249/81 Commission –v- Ireland (Buy Irish Campaign) [1982] ECR 4005

The Irish government sought to promote sales of Irish goods, the object being to achieve a switch of 3% in consumer spending from imports to domestic products. It adopted a number of measures including: an information service indicating to consumers which products were made in Ireland and where they could be obtained (the Shoplink Service); exhibition facilities for Irish goods; the encouragement of the use of the “buy Irish” symbol for goods made in Ireland; and the organisation of a publicity campaign by the Irish Goods Council in favour of Irish products, designed to encourage consumers to buy Irish products. The first two of these activities were subsequently abandoned by the Irish Government, but the latter two strategies continued to be employed. The Commission brought Article 226 proceedings alleging the campaign was an MEQR. Ireland argued that it never adopted “measures” for the purpose of Article 28 and that any financial aid given to the Irish goods council should be judged in light of Articles 87 and 88 not article 28.

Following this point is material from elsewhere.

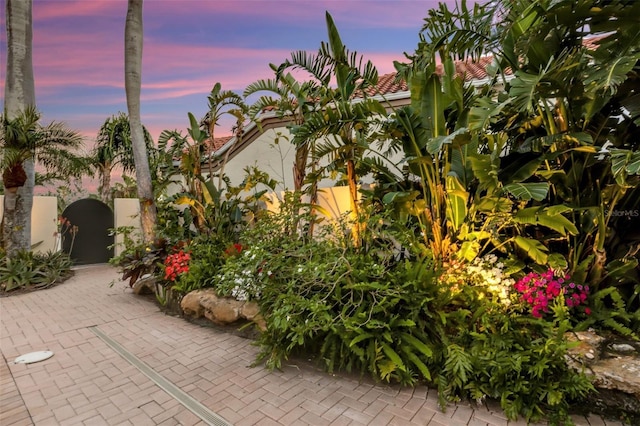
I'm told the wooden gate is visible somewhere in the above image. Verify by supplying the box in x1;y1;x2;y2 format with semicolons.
62;198;114;265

The ECT: the Irish government maintains that the prohibition against measures having an effect equivalent to quantitative restrictions in Article 28 is concerned only with the “measures” that is, to say binding provisions emanating from a public authority. However, no such provision has been adopted by the Irish government, which has confined itself to giving moral support and financial aid to the activities pursued by the Irish industries.

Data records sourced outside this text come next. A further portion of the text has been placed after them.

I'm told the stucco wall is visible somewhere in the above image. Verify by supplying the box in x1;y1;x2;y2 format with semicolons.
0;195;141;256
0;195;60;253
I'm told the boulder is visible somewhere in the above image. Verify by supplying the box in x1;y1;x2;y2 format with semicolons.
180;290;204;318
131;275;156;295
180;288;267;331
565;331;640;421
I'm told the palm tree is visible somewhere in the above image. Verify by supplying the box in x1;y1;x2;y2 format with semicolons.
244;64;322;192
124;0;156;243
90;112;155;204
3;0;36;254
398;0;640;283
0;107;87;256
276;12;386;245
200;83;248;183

The Irish government goes on to emphasise that the campaign has had no restrictive effect on imports since the proportion of Irish goods to all goods sold on the Irish market feel from 49.2% in 1997 to 43.3% in 1980.

While it may be true that the two elements of the programme which have continued in effect, namely the advertising campaign and the use of the “Guaranteed Irish” symbol, have not had any significant success in winning over the Irish market to domestic products, t is not possible to overlook the fact that, regardless of their efficacy, those two activities form part of a government programme which is designed to achieve the substation of domestic products for imported products and is liable to affect the volume of trade between member states.

In the circumstances the two activities in question amount to the establishment of a national practise, introduced by the Irish government and prosecuted with its assistance, the potential effect of which on imports from other Member States is comparable to that resulting from government measures of a binding nature.